Thanks to the UniProt-IEDB collaboration, epitopes curated by the IEDB can be viewed

in a track in the UniProt Feature Viewer with links back to the IEDB. In addition,

publications with epitope information identified by the IEDB are now accessible on UniProt

Publications pages, and IEDB epitopes are searchable using the Proteins API.

The collaboration has enhanced UniProt with information about more than 700,000

naturally occurring, linear peptide epitopes in over 57,000 proteins, citing over 7,000 papers that describe their experimental characterization.

For example, consider the protein O-phosphoseryl-tRNA(Sec) selenium transferase

(SEPSECS; UniProt ID: Q9HD40). SEPSECS (aka SLA/LP autoantigen), which

normally functions as an enzyme in selenoprotein biosynthesis, is an autoantigen in

autoimmune hepatitis (AIH), a chronic inflammatory disease of the liver. Patients

with AIH have circulating antibodies against SEPSECS as well as lymphocyte

infiltrations in the liver. The UniProt entry page identifies the region from amino acids

474-493 as an SLA/LP epitope based on UniProt curation of a publication

characterizing autoantibodies in AIH (PMID:11826415; top panel of figure). The

Epitopes track of the Feature Viewer (middle panel of figure) displays the epitopes of

SEPSECS that have been curated by the IEDB, aligned with their positions in the

protein sequence. Clicking on an epitope brings up a box with the epitope sequence,

the experiments in which the epitope was studied, and a link to the epitope’s page in IEDB.

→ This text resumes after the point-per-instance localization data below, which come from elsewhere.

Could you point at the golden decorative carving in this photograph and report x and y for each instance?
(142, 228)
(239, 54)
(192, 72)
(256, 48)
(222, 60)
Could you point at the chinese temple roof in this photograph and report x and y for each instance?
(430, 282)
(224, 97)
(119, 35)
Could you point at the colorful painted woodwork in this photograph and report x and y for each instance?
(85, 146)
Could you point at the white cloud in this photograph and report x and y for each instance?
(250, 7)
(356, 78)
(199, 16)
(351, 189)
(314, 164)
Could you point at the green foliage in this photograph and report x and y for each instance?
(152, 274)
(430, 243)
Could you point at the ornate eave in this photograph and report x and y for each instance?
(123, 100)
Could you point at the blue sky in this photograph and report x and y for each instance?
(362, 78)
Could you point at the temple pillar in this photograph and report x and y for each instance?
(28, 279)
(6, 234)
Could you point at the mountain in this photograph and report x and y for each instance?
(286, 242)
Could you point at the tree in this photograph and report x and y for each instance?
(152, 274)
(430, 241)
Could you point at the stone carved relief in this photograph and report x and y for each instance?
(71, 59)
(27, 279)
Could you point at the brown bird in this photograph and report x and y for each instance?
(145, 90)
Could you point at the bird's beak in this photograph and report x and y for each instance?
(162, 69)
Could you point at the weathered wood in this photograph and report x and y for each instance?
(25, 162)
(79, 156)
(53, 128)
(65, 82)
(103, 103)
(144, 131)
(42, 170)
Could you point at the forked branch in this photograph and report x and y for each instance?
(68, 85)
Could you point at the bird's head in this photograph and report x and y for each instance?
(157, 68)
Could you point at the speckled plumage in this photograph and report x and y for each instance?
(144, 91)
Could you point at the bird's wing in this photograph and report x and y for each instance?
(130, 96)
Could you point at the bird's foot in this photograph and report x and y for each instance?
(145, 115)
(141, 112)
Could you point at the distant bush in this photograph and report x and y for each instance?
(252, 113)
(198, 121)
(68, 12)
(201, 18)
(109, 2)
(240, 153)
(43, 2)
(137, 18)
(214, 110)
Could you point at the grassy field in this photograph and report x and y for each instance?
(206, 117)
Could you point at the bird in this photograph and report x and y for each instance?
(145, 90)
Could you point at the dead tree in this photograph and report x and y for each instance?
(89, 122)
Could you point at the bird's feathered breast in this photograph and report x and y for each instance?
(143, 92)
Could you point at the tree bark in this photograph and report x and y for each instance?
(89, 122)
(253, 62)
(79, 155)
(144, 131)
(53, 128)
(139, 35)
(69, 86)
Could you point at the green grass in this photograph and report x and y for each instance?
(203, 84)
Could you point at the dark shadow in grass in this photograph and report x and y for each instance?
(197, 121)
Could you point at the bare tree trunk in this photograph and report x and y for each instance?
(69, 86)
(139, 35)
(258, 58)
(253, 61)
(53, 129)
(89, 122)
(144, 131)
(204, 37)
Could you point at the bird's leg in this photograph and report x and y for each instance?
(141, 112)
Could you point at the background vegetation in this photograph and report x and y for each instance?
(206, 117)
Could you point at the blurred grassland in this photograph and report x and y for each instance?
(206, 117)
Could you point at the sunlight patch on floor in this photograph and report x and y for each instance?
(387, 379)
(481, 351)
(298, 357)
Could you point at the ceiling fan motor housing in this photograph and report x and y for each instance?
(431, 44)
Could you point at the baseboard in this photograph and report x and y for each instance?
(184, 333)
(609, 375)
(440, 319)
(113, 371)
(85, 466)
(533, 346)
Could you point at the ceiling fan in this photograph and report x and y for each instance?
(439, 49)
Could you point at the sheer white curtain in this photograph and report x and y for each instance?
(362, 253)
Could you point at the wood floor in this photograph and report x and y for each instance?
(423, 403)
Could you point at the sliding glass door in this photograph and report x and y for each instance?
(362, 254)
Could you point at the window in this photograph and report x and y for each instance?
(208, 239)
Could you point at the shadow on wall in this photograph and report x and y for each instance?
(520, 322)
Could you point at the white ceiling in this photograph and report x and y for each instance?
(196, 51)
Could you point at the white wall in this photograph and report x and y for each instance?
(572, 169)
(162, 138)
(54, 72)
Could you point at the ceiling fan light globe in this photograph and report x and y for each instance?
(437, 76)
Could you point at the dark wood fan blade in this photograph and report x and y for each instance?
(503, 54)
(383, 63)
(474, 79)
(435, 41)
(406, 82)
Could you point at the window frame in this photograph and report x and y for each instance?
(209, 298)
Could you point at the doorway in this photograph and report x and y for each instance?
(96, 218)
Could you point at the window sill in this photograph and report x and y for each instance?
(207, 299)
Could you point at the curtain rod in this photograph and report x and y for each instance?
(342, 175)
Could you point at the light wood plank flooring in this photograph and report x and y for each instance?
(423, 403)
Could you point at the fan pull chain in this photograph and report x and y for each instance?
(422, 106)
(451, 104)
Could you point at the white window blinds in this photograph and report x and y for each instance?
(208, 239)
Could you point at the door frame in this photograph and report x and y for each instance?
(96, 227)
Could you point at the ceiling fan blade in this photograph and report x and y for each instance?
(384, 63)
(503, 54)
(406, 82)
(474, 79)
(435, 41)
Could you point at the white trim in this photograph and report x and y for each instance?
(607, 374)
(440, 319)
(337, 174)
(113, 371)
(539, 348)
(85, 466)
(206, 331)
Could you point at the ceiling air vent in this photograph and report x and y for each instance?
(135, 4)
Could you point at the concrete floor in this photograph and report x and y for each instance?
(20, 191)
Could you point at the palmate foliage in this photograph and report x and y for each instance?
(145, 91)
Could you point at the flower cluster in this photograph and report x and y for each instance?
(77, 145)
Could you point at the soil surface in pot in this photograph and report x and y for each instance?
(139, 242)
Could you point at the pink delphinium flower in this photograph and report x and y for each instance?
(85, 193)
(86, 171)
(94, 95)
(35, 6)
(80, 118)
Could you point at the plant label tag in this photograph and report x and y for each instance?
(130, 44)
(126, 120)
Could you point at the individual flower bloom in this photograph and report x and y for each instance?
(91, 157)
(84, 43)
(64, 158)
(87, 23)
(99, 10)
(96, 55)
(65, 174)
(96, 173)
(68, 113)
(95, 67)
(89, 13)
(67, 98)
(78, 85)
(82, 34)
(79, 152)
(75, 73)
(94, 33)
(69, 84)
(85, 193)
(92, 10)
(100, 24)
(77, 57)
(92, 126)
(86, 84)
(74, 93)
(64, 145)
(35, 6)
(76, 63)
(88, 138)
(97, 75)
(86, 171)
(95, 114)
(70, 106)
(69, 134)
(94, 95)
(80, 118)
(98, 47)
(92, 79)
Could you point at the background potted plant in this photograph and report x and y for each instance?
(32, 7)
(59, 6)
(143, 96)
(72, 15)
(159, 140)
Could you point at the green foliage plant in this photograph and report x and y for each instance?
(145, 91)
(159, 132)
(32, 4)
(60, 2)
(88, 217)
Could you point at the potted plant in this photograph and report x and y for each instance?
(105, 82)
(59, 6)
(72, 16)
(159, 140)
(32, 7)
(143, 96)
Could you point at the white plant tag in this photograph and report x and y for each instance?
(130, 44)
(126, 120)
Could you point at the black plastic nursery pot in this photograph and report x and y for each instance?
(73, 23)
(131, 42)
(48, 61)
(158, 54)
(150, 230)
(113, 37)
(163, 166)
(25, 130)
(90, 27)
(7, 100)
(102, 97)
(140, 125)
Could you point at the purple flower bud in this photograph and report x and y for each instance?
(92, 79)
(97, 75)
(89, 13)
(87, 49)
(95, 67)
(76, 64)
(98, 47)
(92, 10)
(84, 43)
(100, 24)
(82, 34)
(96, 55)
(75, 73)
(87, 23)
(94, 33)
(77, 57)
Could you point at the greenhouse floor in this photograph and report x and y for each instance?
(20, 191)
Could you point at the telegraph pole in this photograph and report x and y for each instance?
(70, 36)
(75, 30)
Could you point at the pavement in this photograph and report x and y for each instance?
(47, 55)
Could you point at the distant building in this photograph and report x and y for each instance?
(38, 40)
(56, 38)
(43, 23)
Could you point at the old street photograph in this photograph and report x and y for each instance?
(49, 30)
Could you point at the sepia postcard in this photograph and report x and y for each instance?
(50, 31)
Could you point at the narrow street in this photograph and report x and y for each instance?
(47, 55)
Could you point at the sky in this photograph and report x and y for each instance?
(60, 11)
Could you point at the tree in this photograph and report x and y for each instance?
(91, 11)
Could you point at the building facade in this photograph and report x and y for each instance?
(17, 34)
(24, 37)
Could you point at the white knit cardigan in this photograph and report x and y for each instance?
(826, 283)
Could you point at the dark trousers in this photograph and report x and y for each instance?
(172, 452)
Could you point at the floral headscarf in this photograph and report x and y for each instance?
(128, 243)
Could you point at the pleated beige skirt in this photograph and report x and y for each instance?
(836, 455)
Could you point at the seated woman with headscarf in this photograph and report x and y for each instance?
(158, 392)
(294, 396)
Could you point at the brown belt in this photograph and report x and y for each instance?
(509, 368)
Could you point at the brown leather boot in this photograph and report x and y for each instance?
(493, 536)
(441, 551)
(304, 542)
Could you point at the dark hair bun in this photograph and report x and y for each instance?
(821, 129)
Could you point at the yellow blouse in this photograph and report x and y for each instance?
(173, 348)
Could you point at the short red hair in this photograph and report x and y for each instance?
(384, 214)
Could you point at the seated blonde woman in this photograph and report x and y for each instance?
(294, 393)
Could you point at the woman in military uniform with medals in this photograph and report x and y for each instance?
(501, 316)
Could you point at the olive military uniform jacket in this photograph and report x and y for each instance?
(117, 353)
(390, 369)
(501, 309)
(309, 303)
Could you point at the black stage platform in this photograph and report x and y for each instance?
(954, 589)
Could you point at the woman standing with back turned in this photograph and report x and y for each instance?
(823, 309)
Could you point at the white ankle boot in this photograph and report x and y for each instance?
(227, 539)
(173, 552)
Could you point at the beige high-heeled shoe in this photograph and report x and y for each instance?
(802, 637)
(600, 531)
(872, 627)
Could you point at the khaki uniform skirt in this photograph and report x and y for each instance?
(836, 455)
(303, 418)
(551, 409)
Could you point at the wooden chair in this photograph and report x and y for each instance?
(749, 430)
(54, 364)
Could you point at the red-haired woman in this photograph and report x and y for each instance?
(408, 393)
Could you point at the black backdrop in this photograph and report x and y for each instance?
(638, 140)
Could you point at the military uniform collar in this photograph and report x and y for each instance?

Finally, the Publications page (bottom panel of figure) lists a paper with epitope

information that was cited by IEDB (PMID:18773898). According to the accompanying

annotation, SEPSECS is a target of T cells in patients with AIH. A review of the abstract

reveals that the paper describes the identification of multiple epitopes in SEPSECS that

are recognized by autoreactive CD4+ T cells in AIH.

The inclusion of epitope and related immune information from IEDB in UniProt is an

exciting development that will hopefully prove valuable to immunologists and others

interested in the role of the immune system in health and disease.